Facilitating Cooperations in Certain Industry Sectors

The new law introduces a sector-specific exemption for all non-editorial cooperations (for instance, sale of advertisements) among newspaper and magazine publishers from the cartel ban. Such cooperations shall thus not be subject to antitrust scrutiny. The publishing industry had successfully lobbied for this relief against the background of shrinking advertising and sales revenues in the changing market environment where they are facing increasing competitive pressure from digital media. The new law now therefore potentially allows even hardcore-restrictions (such as price agreements) among publishing houses where they are deemed to be required to preserve the diversity of the press and its ability to compete internationally. During the legislative process, similar exemptions had also been requested in favor of cooperations among public broadcasters and mutual savings banks, but those did eventually not become part of the new law.

With all these sector-specific provisions, however, it must be noted that they can legally only effect the non-application of the cartel ban as provided for in German law, but not a non-application of EU Community-level antitrust law. So wherever a certain sector co-operation has a cross-border dimension to it, it will thus remain subject to full scrutiny under Article 101 of the Treaty on the Functioning of the European Union (TFEU).

Outlook

After almost two years of intense discussions in the antitrust community, at least in part guided by a dedicated EU law framework, the new German competition law generally comes with few surprises; but it still contains a number of paradigm shifts that will have material practical implications going forward.

With regard to merger control, the supplemental transaction value test is less clear than the existing revenue-based filing thresholds. Even where the lower domestic revenue threshold is not met, the parties to a transaction will still have to apply further efforts to determine whether a filing would be required. At least until some further FCO guidance is available on the new criteria, we will likely see more German filings even in smaller cases, just because the merging parties want to mitigate any potential risk of violating filing (and gunjumping) requirements.

In cases where the new law adopts a number of principles from recent case law with respect to market definitions and assessing dominance, these additions will not have an immediate impact on the business community. Nevertheless, the changes may still pave the way for the FCO to continue, and maybe even intensify, its sometimes tough approach toward the digital economy. Here, the new framework may help the FCO to come up with a more robust theory of harm and to ultimately defend it in court.

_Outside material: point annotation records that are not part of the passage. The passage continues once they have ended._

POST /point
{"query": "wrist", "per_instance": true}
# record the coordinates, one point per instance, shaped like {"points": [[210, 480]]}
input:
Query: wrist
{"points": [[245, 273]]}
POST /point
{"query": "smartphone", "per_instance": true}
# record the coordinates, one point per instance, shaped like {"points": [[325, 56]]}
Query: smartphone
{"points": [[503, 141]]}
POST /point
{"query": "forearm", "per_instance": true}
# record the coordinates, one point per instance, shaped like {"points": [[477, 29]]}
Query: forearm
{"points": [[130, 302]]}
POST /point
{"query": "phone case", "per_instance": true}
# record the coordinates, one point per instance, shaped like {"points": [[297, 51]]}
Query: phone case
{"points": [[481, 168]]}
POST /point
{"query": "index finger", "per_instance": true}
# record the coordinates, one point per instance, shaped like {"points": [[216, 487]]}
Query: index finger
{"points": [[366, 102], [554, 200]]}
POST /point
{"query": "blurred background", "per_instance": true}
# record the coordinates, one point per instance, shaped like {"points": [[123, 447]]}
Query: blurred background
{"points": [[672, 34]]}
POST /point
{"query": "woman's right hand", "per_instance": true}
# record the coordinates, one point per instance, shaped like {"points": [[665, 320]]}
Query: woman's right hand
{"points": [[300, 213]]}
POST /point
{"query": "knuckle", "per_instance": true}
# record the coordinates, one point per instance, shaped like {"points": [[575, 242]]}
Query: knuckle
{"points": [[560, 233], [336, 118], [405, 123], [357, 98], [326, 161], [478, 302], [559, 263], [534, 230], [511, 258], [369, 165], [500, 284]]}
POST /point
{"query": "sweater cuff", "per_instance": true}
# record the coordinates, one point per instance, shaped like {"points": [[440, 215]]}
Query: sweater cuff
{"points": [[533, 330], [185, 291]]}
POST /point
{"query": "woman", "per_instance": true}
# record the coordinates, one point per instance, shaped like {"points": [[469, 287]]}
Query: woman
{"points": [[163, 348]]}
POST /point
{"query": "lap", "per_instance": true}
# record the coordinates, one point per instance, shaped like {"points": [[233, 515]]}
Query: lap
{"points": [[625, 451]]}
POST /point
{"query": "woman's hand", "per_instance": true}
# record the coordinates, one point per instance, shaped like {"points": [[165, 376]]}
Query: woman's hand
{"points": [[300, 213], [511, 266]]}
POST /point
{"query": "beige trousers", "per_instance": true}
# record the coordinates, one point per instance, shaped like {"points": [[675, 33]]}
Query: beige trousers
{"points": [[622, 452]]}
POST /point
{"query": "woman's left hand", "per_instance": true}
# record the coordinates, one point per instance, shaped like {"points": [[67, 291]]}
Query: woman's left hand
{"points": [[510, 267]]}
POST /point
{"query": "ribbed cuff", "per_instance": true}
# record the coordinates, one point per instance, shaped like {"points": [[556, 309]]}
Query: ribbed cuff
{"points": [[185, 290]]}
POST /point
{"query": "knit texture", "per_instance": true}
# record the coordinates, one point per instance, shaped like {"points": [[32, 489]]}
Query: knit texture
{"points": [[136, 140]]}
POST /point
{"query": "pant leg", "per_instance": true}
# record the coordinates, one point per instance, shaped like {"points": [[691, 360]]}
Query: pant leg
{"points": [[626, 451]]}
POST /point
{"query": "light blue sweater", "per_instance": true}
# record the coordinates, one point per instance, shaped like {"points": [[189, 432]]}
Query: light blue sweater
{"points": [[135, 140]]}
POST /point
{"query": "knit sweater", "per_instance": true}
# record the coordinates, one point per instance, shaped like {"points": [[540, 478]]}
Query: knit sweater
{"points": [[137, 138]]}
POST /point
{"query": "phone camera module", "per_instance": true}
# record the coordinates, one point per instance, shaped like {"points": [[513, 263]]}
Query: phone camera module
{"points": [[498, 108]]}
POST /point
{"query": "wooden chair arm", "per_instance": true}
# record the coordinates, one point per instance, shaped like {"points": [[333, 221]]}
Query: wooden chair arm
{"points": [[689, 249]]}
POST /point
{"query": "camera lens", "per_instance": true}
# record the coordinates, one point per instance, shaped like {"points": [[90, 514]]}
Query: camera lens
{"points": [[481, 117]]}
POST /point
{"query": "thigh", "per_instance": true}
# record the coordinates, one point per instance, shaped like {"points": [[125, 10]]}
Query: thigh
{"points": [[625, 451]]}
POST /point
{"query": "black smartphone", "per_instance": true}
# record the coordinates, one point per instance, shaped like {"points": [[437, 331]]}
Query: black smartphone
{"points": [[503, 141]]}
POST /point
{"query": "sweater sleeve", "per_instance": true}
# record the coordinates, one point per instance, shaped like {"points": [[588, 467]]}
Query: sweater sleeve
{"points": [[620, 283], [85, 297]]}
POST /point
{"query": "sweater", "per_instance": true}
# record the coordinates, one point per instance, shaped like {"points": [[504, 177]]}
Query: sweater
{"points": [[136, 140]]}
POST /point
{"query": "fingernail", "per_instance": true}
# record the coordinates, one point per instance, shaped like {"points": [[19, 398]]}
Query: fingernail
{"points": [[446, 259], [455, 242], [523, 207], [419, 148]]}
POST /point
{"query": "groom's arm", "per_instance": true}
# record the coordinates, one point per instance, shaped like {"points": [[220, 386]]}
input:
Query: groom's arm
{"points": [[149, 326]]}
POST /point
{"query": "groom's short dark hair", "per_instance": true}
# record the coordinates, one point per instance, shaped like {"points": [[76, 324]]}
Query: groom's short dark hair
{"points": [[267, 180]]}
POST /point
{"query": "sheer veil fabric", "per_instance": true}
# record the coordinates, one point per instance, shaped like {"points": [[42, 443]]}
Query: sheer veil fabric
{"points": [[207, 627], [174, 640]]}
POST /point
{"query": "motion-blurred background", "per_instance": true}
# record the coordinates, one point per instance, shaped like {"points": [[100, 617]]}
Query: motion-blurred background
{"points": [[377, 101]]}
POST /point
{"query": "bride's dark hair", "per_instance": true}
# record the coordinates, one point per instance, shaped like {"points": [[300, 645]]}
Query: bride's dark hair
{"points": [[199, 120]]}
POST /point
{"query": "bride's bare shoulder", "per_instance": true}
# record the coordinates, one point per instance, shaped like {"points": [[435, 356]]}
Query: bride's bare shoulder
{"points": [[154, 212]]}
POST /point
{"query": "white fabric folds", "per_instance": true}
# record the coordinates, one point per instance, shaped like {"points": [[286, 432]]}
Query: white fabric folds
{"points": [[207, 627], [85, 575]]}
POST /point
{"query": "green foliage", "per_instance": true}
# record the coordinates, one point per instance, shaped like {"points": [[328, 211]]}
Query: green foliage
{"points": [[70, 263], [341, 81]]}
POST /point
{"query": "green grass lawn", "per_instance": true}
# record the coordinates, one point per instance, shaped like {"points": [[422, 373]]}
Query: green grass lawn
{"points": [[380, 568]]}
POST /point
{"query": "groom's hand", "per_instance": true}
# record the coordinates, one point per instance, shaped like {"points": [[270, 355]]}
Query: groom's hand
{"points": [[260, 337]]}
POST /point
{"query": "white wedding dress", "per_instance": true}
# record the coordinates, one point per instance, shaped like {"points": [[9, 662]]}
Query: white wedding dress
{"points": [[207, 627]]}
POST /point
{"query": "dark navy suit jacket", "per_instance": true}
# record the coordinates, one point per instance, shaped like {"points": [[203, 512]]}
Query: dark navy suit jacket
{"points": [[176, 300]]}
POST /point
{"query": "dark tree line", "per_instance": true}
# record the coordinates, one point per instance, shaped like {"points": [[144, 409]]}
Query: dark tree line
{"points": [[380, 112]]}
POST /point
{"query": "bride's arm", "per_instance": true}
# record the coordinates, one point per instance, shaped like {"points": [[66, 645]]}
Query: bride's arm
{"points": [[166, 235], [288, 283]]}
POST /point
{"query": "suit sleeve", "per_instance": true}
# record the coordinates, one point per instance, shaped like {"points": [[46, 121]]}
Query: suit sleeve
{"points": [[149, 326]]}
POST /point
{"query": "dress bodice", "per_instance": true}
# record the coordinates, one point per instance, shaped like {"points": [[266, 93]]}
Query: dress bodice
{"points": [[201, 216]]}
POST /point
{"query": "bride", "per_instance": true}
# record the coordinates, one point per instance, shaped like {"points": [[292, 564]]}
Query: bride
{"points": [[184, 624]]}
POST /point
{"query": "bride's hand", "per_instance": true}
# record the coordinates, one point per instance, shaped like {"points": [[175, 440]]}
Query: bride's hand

Finally, a number of provisions in the revised damages law will require clarification by the courts, for example, this concerns the specifics of the mutual disclosure requirements, and also whether some provisions (e.g., the new settlement rules) shall only apply to newly brought claims – or also retroactively apply with regard to damages occurred (and claimed) prior to the introduction of the new law. In the short term, these uncertainties will likely result in interim proceedings and thereby delay the overall collection of damages, but in the mid- and longer term, when other EU Member States will likewise have implemented the Cartel Damages Directive, this may ultimately also shape Germany's current perception as a preferred venue for cartel damages litigation.

Because of the generality of this update, the information provided herein may not be applicable in all situations and should not be acted upon without specific legal advice based on particular situations.